About a year ago, I happened upon this statement about the Monitor in the Harvard Business Review – under the charming heading of “do things that don’t interest you”:

“Many things that end up” being meaningful, writes social scientist Joseph Grenny, “have come from conference workshops, articles, or online videos that began as a chore and ended with an insight. My work in Kenya, for example, was heavily influenced by a Christian Science Monitor article I had forced myself to read 10 years earlier. Sometimes, we call things ‘boring’ simply because they lie outside the box we are currently in.”

If you were to come up with a punchline to a joke about the Monitor, that would probably be it.

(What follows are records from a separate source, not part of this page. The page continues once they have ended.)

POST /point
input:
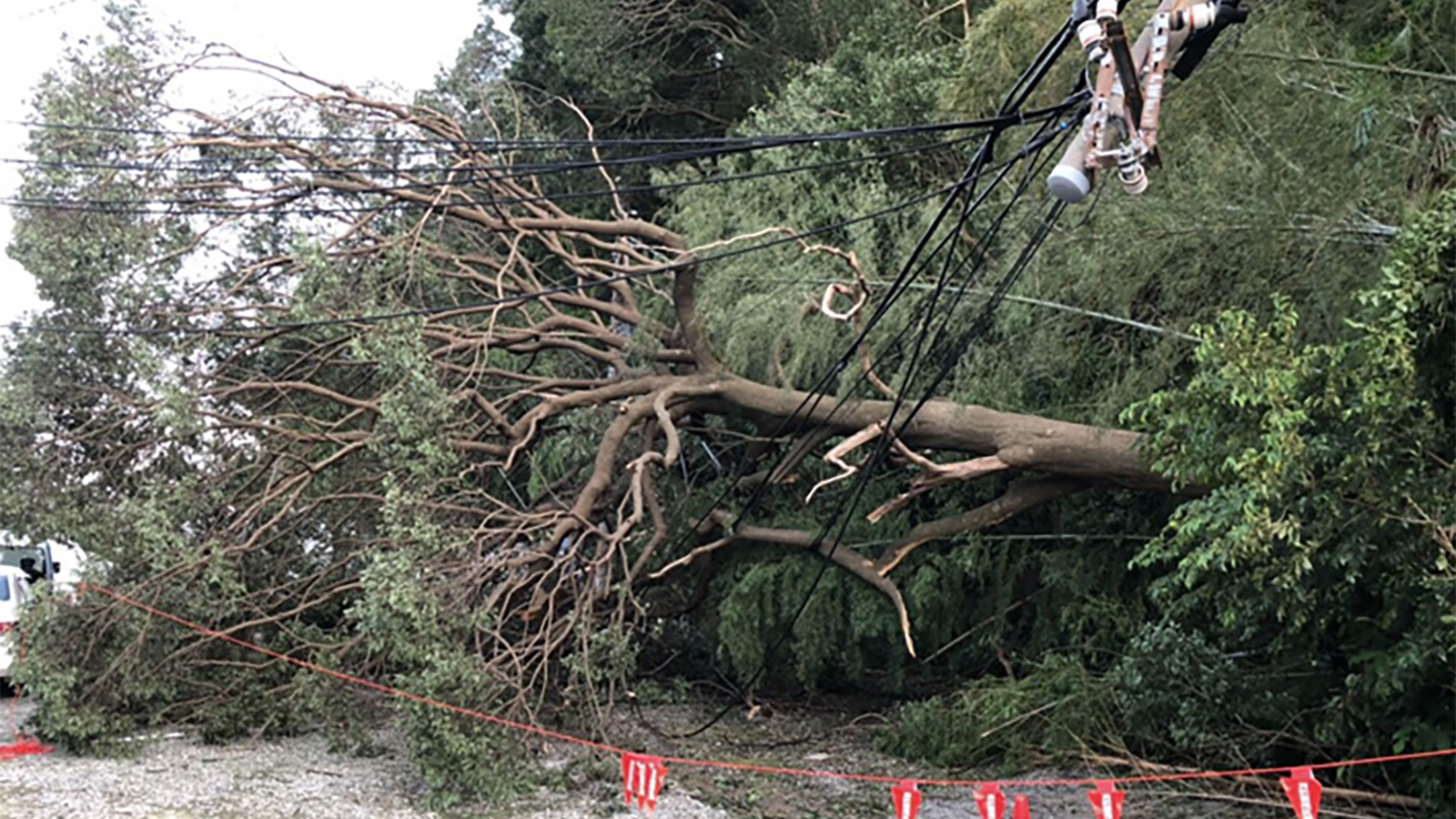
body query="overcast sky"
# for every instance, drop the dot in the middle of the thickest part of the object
(328, 38)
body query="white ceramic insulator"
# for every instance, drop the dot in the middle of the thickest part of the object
(1135, 178)
(1201, 15)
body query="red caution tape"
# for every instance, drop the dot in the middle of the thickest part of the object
(1107, 800)
(1303, 792)
(990, 802)
(24, 746)
(907, 799)
(723, 763)
(642, 780)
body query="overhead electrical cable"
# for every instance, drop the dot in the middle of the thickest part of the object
(258, 203)
(756, 142)
(1021, 91)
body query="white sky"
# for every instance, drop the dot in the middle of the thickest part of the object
(332, 40)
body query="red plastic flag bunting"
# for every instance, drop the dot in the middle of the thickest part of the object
(642, 780)
(907, 799)
(990, 800)
(1303, 792)
(1107, 800)
(22, 746)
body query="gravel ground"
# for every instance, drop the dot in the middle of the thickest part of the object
(177, 777)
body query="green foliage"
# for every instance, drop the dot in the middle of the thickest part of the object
(1330, 490)
(402, 622)
(1183, 697)
(1056, 709)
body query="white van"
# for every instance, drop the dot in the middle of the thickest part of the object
(15, 592)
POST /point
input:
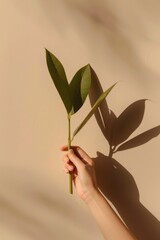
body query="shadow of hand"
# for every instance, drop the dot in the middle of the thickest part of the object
(115, 181)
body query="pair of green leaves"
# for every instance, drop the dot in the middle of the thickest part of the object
(73, 94)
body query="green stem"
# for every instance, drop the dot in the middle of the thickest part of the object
(69, 146)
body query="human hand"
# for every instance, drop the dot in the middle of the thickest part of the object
(77, 161)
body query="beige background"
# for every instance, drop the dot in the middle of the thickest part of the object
(121, 40)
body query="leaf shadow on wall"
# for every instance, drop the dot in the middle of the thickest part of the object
(116, 183)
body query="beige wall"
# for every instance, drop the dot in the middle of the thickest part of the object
(121, 40)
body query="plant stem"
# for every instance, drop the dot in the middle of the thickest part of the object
(69, 146)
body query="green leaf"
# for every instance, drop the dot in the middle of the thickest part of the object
(79, 87)
(128, 121)
(94, 108)
(140, 139)
(58, 75)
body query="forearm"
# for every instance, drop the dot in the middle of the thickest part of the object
(110, 224)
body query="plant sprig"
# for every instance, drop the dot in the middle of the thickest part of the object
(73, 94)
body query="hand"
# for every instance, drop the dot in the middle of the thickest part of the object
(77, 161)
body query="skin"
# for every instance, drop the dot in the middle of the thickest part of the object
(77, 161)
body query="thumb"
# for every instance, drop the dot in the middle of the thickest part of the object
(74, 159)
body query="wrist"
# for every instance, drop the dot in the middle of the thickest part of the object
(91, 195)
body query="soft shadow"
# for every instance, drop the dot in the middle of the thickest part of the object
(119, 186)
(115, 182)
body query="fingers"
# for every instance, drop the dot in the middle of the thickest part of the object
(68, 165)
(81, 154)
(74, 159)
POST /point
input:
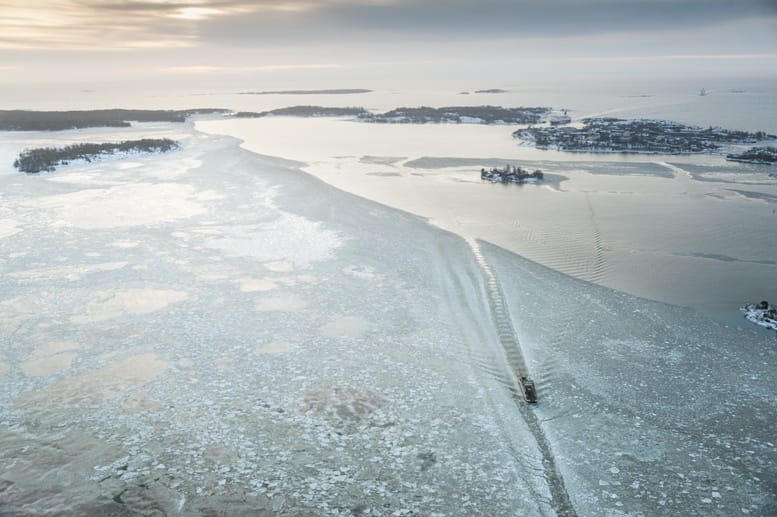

We’re seen as being global, fair, insightful, and perhaps a bit too earnest. We’re the bran muffin of journalism.

But you know what? We change lives. And I’m going to argue that we change lives precisely because we force open that too-small box that most human beings think they live in.

The Monitor is a peculiar little publication that’s hard for the world to figure out. We’re run by a church, but we’re not only for church members and we’re not about converting people. We’re known as being fair even as the world becomes as polarized as at any time since the newspaper’s founding in 1908.

We have a mission beyond circulation, we want to bridge divides. We’re about kicking down the door of thought everywhere and saying, “You are bigger and more capable than you realize. And we can prove it.”